Ada sekelompok manusia modern yang—dengan bangga—menamai diri mereka “anak alam”. Mereka berbicara lembut pada pepohonan, memuja sinar matahari dengan mantra ekologi dan menatap bulan seakan di sana tersimpan wahyu yang tak terjamah kitab suci mana pun. Mereka berkata, “Kami tidak menyembah manusia, kami kembali ke alam.” Tapi dari luar, terlihat jelas: mereka hanya mengganti berhala batu dengan berhala dedaunan.
Durkheim pernah menulis dalam The Elementary Forms of Religious Life bahwa agama lahir dari upaya manusia menandai yang sakral dari yang profan. Awalnya, manusia memuja roh di balik petir, batu, dan air terjun—itulah animisme. Namun, seiring berkembangnya kesadaran sosial, manusia menemukan Tuhan yang satu, melampaui benda, melampaui alam.
Monoteisme—bagi Durkheim—adalah puncak rasionalisasi religius: ketika manusia berhenti menyembah ciptaan dan mulai mengakui Sang Pencipta. Maka, bila kini manusia kembali menunduk pada tanah sambil melupakan langit, itu bukan kemajuan spiritual—itu regresi yang disamarkan sebagai pencerahan hijau.
Fenomena back to nature yang mereka agung-agungkan sesungguhnya bukan kesadaran ekologis, tapi nostalgia primitif yang dibungkus kutipan Rumi di Instagram. Mereka menolak industrialisasi, tetapi memakai ponsel untuk memotret kabut pagi yang mereka sembah. Mereka berteriak menentang “hamba-hamba kapital”, tetapi membeli lilin aromaterapi impor untuk ritual kesunyian mereka sendiri. Ironi paling indah dari abad ini: manusia yang merasa suci karena mencium daun, tapi lupa mencium tangan ibunya.

Nietzsche menertawakan manusia semacam ini sebelum mereka lahir. Dalam Thus Spoke Zarathustra, ia menyindir manusia yang menggantikan Tuhan lama dengan Tuhan baru yang lebih halus—kadang berupa “alam”, “energi semesta”, atau “jiwa bumi”. Mereka kira telah melampaui agama, padahal hanya mengganti altar. Nietzsche menyebut ini sebagai “transfigurasi ilusi”, ketika manusia tak sanggup menatap kekosongan eksistensial, lalu mengecatnya hijau agar tampak bermakna.
Di sisi lain, Marx, yang lebih membumi, mungkin akan menepuk bahu mereka dan berkata: “Kalian ini romantisisme borjuis yang tersesat.” Sebab, di balik retorika back to nature, sering tersembunyi keputusasaan kelas menengah yang jenuh oleh kenyamanan modernitas. Mereka tidak sedang mencari Tuhan, mereka hanya sedang bosan dengan Wi-Fi.

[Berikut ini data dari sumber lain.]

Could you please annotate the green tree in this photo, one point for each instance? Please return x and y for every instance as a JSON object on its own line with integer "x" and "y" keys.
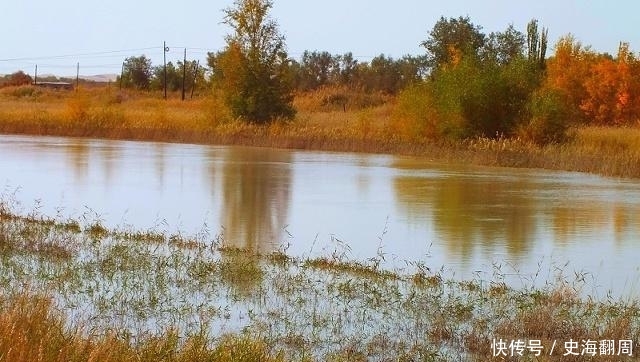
{"x": 137, "y": 72}
{"x": 253, "y": 69}
{"x": 452, "y": 38}
{"x": 504, "y": 47}
{"x": 536, "y": 43}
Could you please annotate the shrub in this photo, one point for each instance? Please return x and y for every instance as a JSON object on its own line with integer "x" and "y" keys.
{"x": 414, "y": 116}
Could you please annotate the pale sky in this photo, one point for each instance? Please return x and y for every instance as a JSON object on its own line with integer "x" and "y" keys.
{"x": 57, "y": 35}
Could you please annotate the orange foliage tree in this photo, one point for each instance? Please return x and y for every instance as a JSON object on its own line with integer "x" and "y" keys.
{"x": 566, "y": 71}
{"x": 612, "y": 90}
{"x": 596, "y": 88}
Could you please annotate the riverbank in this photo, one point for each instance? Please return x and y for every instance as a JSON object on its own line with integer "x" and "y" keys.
{"x": 74, "y": 290}
{"x": 371, "y": 126}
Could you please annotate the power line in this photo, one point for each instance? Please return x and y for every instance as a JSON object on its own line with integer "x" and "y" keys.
{"x": 75, "y": 55}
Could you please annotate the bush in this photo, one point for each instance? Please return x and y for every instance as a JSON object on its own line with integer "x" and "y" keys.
{"x": 414, "y": 116}
{"x": 484, "y": 99}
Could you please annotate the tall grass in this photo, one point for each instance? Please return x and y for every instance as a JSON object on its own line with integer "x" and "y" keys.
{"x": 122, "y": 295}
{"x": 371, "y": 123}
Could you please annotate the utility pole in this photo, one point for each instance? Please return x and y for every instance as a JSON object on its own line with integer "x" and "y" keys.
{"x": 77, "y": 76}
{"x": 121, "y": 74}
{"x": 165, "y": 49}
{"x": 195, "y": 75}
{"x": 184, "y": 72}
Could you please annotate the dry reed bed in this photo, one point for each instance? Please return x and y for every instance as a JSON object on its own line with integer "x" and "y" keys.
{"x": 76, "y": 291}
{"x": 368, "y": 125}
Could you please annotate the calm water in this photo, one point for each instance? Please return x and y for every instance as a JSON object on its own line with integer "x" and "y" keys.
{"x": 471, "y": 222}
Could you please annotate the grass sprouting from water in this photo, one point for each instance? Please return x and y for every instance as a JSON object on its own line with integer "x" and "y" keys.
{"x": 76, "y": 292}
{"x": 368, "y": 126}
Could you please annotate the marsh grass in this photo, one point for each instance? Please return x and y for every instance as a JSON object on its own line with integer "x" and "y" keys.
{"x": 371, "y": 123}
{"x": 121, "y": 295}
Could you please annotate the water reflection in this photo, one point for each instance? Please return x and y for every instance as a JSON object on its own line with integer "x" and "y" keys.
{"x": 461, "y": 217}
{"x": 78, "y": 157}
{"x": 255, "y": 197}
{"x": 471, "y": 212}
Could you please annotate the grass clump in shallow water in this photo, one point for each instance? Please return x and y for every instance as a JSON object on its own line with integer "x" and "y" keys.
{"x": 121, "y": 295}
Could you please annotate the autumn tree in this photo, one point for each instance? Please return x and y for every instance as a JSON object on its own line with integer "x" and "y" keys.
{"x": 612, "y": 89}
{"x": 253, "y": 69}
{"x": 566, "y": 72}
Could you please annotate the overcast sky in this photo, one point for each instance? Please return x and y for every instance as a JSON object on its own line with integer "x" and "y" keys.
{"x": 99, "y": 34}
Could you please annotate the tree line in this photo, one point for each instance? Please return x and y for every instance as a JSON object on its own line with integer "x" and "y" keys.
{"x": 466, "y": 84}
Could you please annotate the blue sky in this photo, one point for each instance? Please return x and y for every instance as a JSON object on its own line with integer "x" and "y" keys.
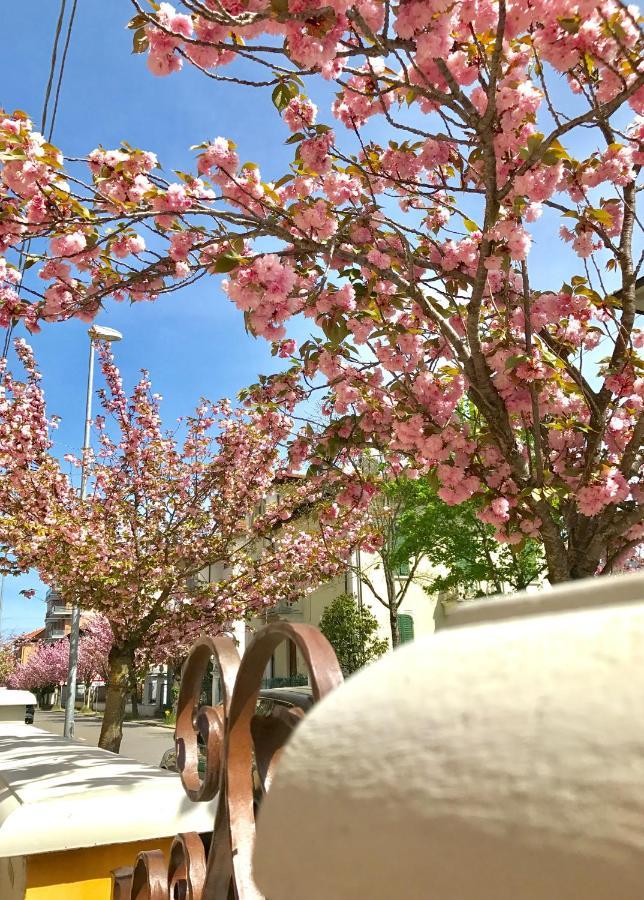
{"x": 192, "y": 342}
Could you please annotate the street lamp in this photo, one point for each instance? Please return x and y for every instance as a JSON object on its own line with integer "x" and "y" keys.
{"x": 96, "y": 333}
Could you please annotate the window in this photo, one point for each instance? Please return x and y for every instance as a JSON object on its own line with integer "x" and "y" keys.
{"x": 405, "y": 627}
{"x": 404, "y": 569}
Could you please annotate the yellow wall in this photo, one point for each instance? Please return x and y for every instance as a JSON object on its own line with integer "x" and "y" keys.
{"x": 83, "y": 874}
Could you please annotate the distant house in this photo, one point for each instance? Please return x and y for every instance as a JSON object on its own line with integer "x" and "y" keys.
{"x": 25, "y": 644}
{"x": 415, "y": 616}
{"x": 58, "y": 616}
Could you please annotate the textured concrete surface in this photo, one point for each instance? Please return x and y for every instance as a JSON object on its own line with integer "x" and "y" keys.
{"x": 487, "y": 762}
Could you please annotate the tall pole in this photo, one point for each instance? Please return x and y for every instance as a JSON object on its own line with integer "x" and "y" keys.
{"x": 74, "y": 635}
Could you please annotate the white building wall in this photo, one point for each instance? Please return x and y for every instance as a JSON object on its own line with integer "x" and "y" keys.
{"x": 309, "y": 609}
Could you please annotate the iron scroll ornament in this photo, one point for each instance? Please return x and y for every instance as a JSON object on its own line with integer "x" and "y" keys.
{"x": 232, "y": 733}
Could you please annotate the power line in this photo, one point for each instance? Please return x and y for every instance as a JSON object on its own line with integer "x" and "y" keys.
{"x": 52, "y": 64}
{"x": 61, "y": 72}
{"x": 50, "y": 82}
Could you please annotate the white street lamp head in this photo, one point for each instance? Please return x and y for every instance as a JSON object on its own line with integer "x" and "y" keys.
{"x": 103, "y": 333}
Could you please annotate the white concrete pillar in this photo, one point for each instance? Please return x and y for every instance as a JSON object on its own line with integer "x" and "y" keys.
{"x": 492, "y": 761}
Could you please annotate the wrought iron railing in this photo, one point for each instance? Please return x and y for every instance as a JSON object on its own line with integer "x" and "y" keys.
{"x": 219, "y": 866}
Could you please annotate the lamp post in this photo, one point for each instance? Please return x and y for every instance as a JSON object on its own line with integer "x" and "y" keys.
{"x": 96, "y": 333}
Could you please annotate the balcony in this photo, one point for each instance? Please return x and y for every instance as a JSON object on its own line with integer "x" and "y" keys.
{"x": 58, "y": 612}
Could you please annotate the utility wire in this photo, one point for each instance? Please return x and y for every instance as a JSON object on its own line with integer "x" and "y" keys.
{"x": 52, "y": 65}
{"x": 61, "y": 72}
{"x": 24, "y": 253}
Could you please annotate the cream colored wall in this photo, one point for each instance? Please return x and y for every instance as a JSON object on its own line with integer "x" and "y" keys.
{"x": 13, "y": 878}
{"x": 310, "y": 608}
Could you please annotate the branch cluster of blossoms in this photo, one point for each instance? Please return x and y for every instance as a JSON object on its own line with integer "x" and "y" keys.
{"x": 48, "y": 664}
{"x": 411, "y": 258}
{"x": 163, "y": 508}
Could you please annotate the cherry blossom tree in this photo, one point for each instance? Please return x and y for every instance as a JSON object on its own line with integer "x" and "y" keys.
{"x": 7, "y": 663}
{"x": 407, "y": 237}
{"x": 46, "y": 668}
{"x": 160, "y": 509}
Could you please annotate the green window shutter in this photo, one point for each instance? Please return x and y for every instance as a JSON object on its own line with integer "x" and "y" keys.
{"x": 405, "y": 627}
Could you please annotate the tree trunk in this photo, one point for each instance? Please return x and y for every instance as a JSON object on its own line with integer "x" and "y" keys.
{"x": 118, "y": 686}
{"x": 86, "y": 697}
{"x": 393, "y": 624}
{"x": 134, "y": 692}
{"x": 392, "y": 602}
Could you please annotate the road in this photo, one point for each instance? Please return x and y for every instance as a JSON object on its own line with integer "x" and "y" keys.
{"x": 143, "y": 742}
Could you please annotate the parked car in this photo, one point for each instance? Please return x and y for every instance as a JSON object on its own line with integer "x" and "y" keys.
{"x": 277, "y": 709}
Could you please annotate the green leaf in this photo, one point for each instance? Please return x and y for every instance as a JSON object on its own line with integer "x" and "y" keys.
{"x": 281, "y": 96}
{"x": 226, "y": 263}
{"x": 570, "y": 25}
{"x": 513, "y": 361}
{"x": 600, "y": 215}
{"x": 140, "y": 41}
{"x": 137, "y": 21}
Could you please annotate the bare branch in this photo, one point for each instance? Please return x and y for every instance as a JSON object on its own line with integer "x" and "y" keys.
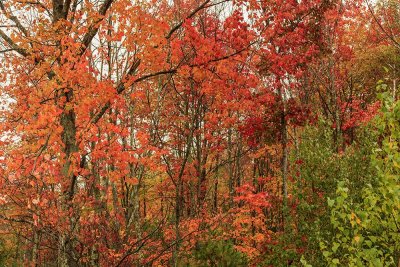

Akan tetapi, agama-agama besar selalu mengajarkan: alam adalah tanda, bukan tujuan. Dalam monoteisme, gunung tidak untuk disembah, tetapi untuk dihayati sebagai lambang kekuasaan Sang Pencipta. Air bukan roh, melainkan rahmat. Angin bukan dewa, melainkan pesan pergerakan. Ketika manusia berhenti di daun dan lupa akar metafisisnya, ia kehilangan arah: tubuhnya menyatu dengan tanah, tapi jiwanya tersesat di kabut.
Kita tentu harus menjaga bumi—itu kewajiban, bukan wahyu baru. Namun, memuja alam sebagai pengganti Tuhan sama saja seperti memuja cermin dan melupakan wajah. Di sanalah absurditas back to nature yang keliru: mereka kembali ke alam, tapi tidak kembali ke akal.
Pada akhirnya, manusia yang benar-benar memahami alam justru akan tahu betapa rapuhnya segala ciptaan. Ia akan tunduk bukan pada pepohonan, tapi pada Dia yang menumbuhkan pohon. Ia akan mencintai bumi; bukan karena bumi itu suci, melainkan karena bumi adalah amanah.
Dan mungkin, di tengah dunia yang semakin berisik oleh doa kepada dedaunan, kita perlu satu kalimat yang sederhana, tapi jernih: “Yang menghidupkan alam bukanlah alam itu sendiri.”